Ariel Cohen , a Research Fellow in Russian and Eurasian Studies with The Heritage Foundation, is often called on to testify on Russian and former Soviet politics, energy policy, economics, and law before the US Congress. Dr. Cohen also specializes in international energy security. He serves as a consultant to both the executive branch and the private sector on topics of his expertise.
He has published extensively and regularly provides commentary on Russian and Eurasian affairs for CNN, FOX, all three NBC networks, ABC, BBC-TV, and all many national TV channels in Russia, Ukraine and other countries of the former Soviet Union, Eastern and Central Europe. He is a weekly contributor to the Voice of America radio and TV programs. Dr. Cohen wrote for The Wall Street Journal, The Washington Post, The Washington Times, The Journal of Commerce, and many other publications. Cohen is on the Board of Editors for Central Asia and Caucasus Journal (Sweden), and Board of Advisers of Caspian Crossroads.

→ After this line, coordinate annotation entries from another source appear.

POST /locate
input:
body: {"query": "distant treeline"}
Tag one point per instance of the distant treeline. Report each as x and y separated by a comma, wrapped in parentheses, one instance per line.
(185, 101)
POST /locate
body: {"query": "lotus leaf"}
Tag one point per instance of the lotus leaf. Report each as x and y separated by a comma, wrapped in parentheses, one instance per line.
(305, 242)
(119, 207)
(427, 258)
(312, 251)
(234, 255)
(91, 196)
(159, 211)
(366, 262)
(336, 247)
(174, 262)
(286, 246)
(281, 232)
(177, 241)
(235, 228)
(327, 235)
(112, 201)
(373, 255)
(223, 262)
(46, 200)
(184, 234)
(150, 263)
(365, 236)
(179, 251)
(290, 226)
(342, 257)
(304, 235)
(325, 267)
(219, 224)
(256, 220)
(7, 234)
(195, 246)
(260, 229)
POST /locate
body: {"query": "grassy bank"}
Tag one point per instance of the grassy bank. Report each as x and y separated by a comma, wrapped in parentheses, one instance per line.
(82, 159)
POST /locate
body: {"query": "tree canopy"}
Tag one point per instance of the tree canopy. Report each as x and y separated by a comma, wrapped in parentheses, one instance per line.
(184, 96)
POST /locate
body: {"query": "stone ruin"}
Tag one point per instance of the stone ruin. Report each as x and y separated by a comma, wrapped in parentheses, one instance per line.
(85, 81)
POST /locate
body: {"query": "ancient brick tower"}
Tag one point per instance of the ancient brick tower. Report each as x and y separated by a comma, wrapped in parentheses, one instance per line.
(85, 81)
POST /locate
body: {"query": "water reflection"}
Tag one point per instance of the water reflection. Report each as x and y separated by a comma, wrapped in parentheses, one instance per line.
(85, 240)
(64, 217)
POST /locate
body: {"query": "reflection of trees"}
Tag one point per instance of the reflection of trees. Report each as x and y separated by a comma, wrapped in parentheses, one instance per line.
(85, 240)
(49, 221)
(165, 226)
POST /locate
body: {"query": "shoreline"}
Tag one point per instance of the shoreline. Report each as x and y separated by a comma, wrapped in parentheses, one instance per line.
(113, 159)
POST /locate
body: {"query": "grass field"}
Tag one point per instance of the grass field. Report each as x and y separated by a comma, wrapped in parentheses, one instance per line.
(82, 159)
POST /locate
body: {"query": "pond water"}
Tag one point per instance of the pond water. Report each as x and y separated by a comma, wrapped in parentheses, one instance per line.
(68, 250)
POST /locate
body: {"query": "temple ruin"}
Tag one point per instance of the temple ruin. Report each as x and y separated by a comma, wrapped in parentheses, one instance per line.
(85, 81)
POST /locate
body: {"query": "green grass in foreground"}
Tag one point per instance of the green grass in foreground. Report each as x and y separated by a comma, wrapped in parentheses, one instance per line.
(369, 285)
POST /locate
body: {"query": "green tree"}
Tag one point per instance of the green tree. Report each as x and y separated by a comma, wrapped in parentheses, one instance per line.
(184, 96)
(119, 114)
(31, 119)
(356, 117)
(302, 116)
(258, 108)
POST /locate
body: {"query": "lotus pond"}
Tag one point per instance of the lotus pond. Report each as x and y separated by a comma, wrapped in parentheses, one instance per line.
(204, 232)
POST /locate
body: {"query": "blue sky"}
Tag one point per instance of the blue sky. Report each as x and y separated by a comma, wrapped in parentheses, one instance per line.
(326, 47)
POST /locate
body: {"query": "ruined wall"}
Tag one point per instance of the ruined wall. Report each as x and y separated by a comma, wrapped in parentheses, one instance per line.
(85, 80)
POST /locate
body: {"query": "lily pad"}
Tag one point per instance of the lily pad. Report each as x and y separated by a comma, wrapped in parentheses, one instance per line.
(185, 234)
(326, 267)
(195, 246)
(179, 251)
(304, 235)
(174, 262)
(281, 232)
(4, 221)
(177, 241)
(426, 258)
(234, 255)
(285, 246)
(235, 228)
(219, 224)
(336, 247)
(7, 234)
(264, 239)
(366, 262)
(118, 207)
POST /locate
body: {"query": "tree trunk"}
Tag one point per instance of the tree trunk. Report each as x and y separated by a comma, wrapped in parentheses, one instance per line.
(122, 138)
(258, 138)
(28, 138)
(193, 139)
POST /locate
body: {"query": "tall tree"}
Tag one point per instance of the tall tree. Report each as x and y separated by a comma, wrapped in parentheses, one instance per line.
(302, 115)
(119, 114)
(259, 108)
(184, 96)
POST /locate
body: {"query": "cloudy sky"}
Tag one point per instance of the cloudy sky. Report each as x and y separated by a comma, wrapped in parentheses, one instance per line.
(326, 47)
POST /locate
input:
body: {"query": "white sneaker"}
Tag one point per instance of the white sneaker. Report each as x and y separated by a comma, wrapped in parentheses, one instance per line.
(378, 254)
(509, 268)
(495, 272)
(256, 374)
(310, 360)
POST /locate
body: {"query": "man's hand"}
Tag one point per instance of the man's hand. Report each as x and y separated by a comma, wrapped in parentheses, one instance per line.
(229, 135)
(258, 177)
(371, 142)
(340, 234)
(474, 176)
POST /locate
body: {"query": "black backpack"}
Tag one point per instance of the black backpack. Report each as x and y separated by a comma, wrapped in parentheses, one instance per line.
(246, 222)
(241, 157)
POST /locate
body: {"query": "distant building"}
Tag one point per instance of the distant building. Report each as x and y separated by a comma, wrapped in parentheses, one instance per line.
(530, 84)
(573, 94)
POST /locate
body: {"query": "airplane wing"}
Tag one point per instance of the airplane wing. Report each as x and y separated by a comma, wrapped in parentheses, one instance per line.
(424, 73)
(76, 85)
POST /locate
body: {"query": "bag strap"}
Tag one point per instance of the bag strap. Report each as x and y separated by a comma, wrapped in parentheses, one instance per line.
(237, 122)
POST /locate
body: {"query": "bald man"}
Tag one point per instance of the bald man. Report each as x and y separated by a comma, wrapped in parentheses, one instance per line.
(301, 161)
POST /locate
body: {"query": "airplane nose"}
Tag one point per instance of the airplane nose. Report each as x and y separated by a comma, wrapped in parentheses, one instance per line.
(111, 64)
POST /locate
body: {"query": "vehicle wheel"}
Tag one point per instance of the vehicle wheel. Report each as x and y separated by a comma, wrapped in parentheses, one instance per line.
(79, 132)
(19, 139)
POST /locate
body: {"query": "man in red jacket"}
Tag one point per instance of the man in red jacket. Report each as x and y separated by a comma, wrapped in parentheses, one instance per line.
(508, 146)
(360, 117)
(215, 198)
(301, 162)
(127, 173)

He is also on the Advisory Board of the Potomac Institute for Public Policy Terrorism Studies Center and a member of Deterrence Analysis Center at National Institute for Public Policy (NIPP). Dr. Cohen has managed media research projects for Radio Liberty's then-Soviet audience. His book, Russian Imperialism: Development and Crisis, was published in 1996 and in 1998 by Greenwood/Praeger. He is a member of the Council of Foreign Relations, International Institute for Strategic Studies, American Association for Advancement of Slavic Studies, and Association for Study of Nationalities, He earned his Ph.D. and Masters at the Fletcher School of Law and Diplomacy at Tufts University and his L.L.B. at Bar Ilan University Law School in Israel.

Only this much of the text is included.